Era poco digno de la más alta dignataria de Estado ocupar el cuarto lugar en las preferencias electorales con apenas 7,7 por ciento y a cuatro semanas de las elecciones era muy poco probable que esa tendencia cambiara en su favor; al contrario, las encuestas parecían señalar una ruta de descenso para la ahora ex candidata del oficialismo transitorio.
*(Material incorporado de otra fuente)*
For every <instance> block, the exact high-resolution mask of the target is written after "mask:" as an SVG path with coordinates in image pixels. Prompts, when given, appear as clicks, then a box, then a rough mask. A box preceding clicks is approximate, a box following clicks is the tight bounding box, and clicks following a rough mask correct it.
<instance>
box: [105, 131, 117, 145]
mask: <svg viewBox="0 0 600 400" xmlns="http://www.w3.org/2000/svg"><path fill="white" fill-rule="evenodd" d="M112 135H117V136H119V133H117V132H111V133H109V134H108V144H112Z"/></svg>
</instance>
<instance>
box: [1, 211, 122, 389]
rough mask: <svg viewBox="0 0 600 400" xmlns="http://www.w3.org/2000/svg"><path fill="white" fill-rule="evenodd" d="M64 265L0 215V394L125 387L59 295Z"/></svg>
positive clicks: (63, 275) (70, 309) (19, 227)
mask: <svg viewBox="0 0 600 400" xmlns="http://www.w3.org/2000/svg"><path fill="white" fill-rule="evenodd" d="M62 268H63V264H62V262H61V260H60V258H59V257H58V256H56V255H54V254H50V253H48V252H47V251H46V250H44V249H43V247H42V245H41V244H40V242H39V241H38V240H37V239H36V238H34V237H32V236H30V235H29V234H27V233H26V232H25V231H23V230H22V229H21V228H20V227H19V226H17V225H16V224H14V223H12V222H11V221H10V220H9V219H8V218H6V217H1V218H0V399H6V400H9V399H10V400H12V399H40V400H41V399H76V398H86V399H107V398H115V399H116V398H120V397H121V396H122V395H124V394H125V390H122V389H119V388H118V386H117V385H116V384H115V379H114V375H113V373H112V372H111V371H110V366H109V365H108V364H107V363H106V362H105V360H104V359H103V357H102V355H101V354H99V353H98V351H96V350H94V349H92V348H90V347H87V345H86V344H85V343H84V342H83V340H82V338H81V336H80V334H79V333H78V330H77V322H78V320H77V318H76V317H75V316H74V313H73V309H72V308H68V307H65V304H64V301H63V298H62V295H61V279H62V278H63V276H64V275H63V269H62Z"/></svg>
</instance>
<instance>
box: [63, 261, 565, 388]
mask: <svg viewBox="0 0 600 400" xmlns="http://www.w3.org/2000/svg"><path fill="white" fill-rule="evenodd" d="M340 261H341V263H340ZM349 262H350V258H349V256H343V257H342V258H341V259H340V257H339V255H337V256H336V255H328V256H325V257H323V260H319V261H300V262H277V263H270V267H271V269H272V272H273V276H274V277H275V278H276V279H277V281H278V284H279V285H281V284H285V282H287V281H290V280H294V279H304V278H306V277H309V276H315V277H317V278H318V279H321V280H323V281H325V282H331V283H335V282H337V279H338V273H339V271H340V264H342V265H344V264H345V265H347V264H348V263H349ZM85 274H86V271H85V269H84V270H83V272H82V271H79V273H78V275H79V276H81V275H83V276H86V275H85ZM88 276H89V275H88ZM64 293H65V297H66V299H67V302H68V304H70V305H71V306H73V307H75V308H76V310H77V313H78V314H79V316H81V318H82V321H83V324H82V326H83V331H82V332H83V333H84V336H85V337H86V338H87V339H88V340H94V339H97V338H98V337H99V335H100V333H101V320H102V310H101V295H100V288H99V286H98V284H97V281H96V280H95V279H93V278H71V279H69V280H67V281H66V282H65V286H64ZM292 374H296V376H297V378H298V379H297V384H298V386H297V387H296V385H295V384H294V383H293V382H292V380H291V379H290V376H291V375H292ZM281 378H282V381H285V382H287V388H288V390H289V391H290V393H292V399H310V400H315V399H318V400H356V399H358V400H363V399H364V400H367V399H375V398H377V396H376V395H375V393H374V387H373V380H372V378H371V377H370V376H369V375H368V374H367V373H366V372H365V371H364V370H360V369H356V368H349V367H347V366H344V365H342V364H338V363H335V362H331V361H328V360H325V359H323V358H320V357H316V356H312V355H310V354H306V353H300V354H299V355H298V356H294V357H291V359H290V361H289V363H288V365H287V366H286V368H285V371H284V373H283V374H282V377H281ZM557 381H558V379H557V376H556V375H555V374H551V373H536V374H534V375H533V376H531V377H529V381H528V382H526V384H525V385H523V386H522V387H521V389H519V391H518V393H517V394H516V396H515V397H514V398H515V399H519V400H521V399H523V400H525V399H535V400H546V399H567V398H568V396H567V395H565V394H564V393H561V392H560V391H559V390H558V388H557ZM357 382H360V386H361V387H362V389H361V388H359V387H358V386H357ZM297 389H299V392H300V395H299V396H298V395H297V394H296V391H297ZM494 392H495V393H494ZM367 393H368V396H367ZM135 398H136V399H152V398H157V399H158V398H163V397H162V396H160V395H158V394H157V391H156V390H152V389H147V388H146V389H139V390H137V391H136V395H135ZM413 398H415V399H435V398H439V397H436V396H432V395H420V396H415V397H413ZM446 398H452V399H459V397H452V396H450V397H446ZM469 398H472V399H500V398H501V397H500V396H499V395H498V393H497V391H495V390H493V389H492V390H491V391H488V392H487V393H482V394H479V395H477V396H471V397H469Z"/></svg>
Tuvo que ser muy duro para una mandataria observar cómo su figura se derrumbaba inexorablemente después de haber sido la gran heroína que cambió sus lágrimas de octubre por la valentía de noviembre que el país aplaudió y que permitió consolidar un gobierno constitucional en aquellas interminables horas de vacío de poder.

Debe ser muy difícil aceptar que pudiendo haber salido gloriosa y con un brillante futuro político para la siguiente elección nacional, acabara en cuarto lugar -y quien sabe si más adelante en quinto por debajo del imprevisible Chi- y prácticamente sin expectativa política interesante para el futuro.

Su desafortunada posición en las encuestas no fue producto de la subida de otros candidatos, sino el efecto de su accidentada gestión de la pandemia, su distanciamiento del pueblo, la percepción de que no era ella quien gobernaba sino un entorno que la cercaba, y finalmente los signos de corrupción en empresas del Estado y en la compra de respiradores que debían salvar vidas.

La historia debió decir de ella ‘Fue la presidenta que con valor y firmeza tomó las riendas del país en un momento en que nadie sabía por dónde encauzar un río de aguas turbulentas tras la revuelta popular que hizo huir a Evo Morales, y pese a su inicial alta popularidad no se dejó tentar por la borrachera del poder y condujo un ejemplar gobierno de transición, ni más ni menos, que era lo que el pueblo le encomendó aquel año’. Pero no, ella torció su destino, y el resultado fue el que ya todos conocemos. Ahora, con su renuncia a la candidatura, la historia tendrá que reescribir la página dedicada a ella.

Aún es pronto para saber si su gesto de anoche alcanzará para impedir el retorno al poder del partido del continuismo del caudillo que gobernó 14 años, pero esa yo está fuera de su alcance. Ella cumplió con su parte y ahora tendrá que dedicarse, en los tres meses que quedan, a gobernar sin distraerse en campañas, salvarse de las manchas que podrían quedar impregnadas en su nombre y hacer gestión. 

Si esto fuera una fábula, tendría que terminar sentenciando que ante los cantos de sirenas hay que actuar como Ulises, el de Homero, tapándose los oídos para no dejarse embelesar y si es necesario hacerse atar contra el mástil, como el protagonista de La Odisea, para evitar caer en la irresistible seducción de aquellas dulces pero engañosas voces que te hacen extraviar el rumbo.